There’s no end of speculation concerning the impact gaming has on children and young adults. Recently, a two-year study concluded that video games intensified the conditions of socially and emotionally challenged children, and claimed participants illustrated addict behavior. However, since 2005 the American Medical Association has determined that video game addiction is not a formally recognized illness. And last year, researchers from Texas A&M found that violent video games can actually curb hostile tendencies.
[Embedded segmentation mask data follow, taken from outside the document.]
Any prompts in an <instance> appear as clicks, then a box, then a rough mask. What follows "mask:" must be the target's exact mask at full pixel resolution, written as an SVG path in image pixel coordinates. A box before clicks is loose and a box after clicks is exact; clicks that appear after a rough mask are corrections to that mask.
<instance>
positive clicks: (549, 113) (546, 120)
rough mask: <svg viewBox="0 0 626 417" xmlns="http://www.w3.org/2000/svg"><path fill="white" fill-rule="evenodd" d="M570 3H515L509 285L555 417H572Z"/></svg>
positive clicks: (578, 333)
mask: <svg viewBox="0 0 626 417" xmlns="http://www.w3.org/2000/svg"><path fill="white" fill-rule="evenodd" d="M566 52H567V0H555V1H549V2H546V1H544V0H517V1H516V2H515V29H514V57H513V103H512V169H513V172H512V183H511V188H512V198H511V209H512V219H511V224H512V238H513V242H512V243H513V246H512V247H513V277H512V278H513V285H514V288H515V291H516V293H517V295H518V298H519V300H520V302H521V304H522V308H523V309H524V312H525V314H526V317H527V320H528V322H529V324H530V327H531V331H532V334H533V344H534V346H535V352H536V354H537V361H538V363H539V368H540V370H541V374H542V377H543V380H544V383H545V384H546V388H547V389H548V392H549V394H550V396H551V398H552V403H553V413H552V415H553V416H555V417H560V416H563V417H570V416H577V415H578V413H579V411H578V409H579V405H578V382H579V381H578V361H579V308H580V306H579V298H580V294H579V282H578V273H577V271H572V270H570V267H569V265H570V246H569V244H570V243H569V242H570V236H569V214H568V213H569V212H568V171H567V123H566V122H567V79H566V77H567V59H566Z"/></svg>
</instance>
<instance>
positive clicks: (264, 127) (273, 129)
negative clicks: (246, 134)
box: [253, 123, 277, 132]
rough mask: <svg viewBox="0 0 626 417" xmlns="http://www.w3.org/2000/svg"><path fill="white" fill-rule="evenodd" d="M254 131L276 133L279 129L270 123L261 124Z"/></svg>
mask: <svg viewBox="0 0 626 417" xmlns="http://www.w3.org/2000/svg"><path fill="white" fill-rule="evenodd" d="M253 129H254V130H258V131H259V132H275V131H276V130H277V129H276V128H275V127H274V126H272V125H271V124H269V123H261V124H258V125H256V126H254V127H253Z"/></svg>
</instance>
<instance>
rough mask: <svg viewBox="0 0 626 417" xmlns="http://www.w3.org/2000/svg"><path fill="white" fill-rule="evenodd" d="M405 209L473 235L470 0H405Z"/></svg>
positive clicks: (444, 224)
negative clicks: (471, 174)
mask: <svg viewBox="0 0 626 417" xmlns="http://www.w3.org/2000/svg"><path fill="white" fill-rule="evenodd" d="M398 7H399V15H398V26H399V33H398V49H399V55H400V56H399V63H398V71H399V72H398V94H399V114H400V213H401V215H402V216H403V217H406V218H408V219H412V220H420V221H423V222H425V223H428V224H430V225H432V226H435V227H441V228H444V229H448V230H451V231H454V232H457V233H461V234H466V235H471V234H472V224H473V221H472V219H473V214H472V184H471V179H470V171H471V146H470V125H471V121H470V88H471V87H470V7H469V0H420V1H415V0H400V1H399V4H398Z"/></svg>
What is significant about BYU’s study is that it singles out how gaming affects girls: Girls that game (provided the games are age-appropriate and played with a parent) have better behavior and lower rates of depression. Interestingly, when girls played games rated M, it negatively impacted their reactions. Mario Kart, Mario Brothers, Wii Sports, Rock Band, and Guitar Hero were (unsurprisingly) most popular with girls, whereas Call of Duty, Wii Sports, and Halo were boys’ top choices. Boys, who were found to play alone or with friends more, didn’t experience the same benefits.
While girls’ reaction significantly improved when partnered with a parent, boys were unaffected. Researchers reason this could be due to the amount boys play with other friends, and will continue to study this factor as they continue the project. “We’re guessing it’s a daddy-daughter thing, because not a lot of moms said yes when we asked them if they played video games,” co-author of the study Laura Padilla-Walker says. “Co-playing is probably an indicator of larger levels of involvement.”